Otras veces se acercaba a la estación, donde su amigo Severo se entretenía recordando las travesuras de la infancia. Para sus adentros, Pereda pensaba que no era posible que él hubiera sido tan tonto como lo pintaba Severo, pero lo dejaba hablar hasta que se cansaba o se dormía y entonces el abogado salía al andén y esperaba el tren que debía traerle una carta.

Finalmente la carta llegó. En ella su cocinera le explicaba que la vida en Buenos Aires era dura pero que no se preocupara pues tanto ella como la sirvienta seguían yendo una vez cada dos días a la casa, que relucía. Había departamentos en el barrio que con la crisis parecían haber caído en una entropía repentina, pero su departamento seguía tan limpio y señorial y habitable como siempre, o puede que más, ya que el uso, que desgasta las cosas, había disminuido casi hasta desaparecer. Luego pasaba a contarle pequeños chismes sobre los vecinos, chismes teñidos de fatalismo, pues todos se sentían estafados y no vislumbraban ninguna luz al final del túnel. La cocinera creía que la culpa era de los peronistas, manta de ladrones, mientras que la sirvienta, más demoledora, echaba la culpa a todos los políticos y en general al pueblo argentino, masa de borregos que finalmente habían conseguido lo que se merecían. Sobre la posibilidad de girarle dinero, ambas estaban en ello, de eso podía tener absoluta certeza, el problema es que aún no habían dado con la fórmula de hacerle llegar la plata sin que los crotos la sustrajeran por el camino.

Al atardecer, mientras volvía a Álamo Negro al tranco, el abogado solía ver a lo lejos unas taperas que el día anterior no estaban. A veces, una delgada columna de humo salía de la tapera y se perdía en el cielo inmenso de la pampa.
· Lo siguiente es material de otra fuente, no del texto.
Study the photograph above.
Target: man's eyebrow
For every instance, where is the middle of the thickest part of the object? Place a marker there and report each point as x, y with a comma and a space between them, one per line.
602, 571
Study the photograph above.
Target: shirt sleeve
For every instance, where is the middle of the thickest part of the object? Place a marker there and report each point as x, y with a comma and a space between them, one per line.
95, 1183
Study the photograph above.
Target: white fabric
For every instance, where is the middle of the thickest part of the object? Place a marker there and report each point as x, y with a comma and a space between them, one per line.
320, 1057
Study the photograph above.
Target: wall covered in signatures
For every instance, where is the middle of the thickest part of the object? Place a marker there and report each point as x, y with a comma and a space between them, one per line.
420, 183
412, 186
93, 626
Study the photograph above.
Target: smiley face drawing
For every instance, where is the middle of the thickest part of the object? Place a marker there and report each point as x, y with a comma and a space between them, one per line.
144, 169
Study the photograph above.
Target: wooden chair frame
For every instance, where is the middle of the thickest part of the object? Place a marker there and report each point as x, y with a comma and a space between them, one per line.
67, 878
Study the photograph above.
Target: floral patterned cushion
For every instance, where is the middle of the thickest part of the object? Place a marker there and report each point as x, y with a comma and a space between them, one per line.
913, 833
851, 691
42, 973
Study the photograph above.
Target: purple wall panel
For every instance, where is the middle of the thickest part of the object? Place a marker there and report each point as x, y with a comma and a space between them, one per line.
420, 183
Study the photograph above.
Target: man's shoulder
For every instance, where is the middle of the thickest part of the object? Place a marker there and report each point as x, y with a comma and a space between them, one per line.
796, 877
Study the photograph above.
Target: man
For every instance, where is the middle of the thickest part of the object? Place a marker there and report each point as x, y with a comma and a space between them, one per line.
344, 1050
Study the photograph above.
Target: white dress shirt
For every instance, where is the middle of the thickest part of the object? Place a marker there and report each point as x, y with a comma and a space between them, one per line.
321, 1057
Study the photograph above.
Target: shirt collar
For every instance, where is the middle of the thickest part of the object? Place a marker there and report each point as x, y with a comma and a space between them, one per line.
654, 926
Otras veces se cruzaba con el vehículo en el que se movían don Dulce y su gaucho y se quedaban un rato hablando y fumando, unos sin bajarse del jeep y el abogado sin desmontar de José Bianco. Durante esas travesías don Dulce se dedicaba a cazar conejos. Una vez Pereda le preguntó cómo los cazaba y don Dulce le dijo a su gaucho que le mostrara una de sus trampas, que era un híbrido entre una pajarera y una trampa de ratones. En el jeep, de todas formas, nunca vio ningún conejo, sólo las pieles, pues el gaucho se encargaba de desollarlos en el mismo lugar donde dejaba las trampas. Cuando se despedían, Pereda siempre pensaba que el oficio de don Dulce no engrandecía a la patria sino que la achicaba. ¿A qué gaucho de verdad se le puede ocurrir vivir de cazar conejos?, pensaba. Luego le daba una palmada cariñosa a su caballo, vamos, che, José Bianco, sigamos, le decía, y volvía a la estancia.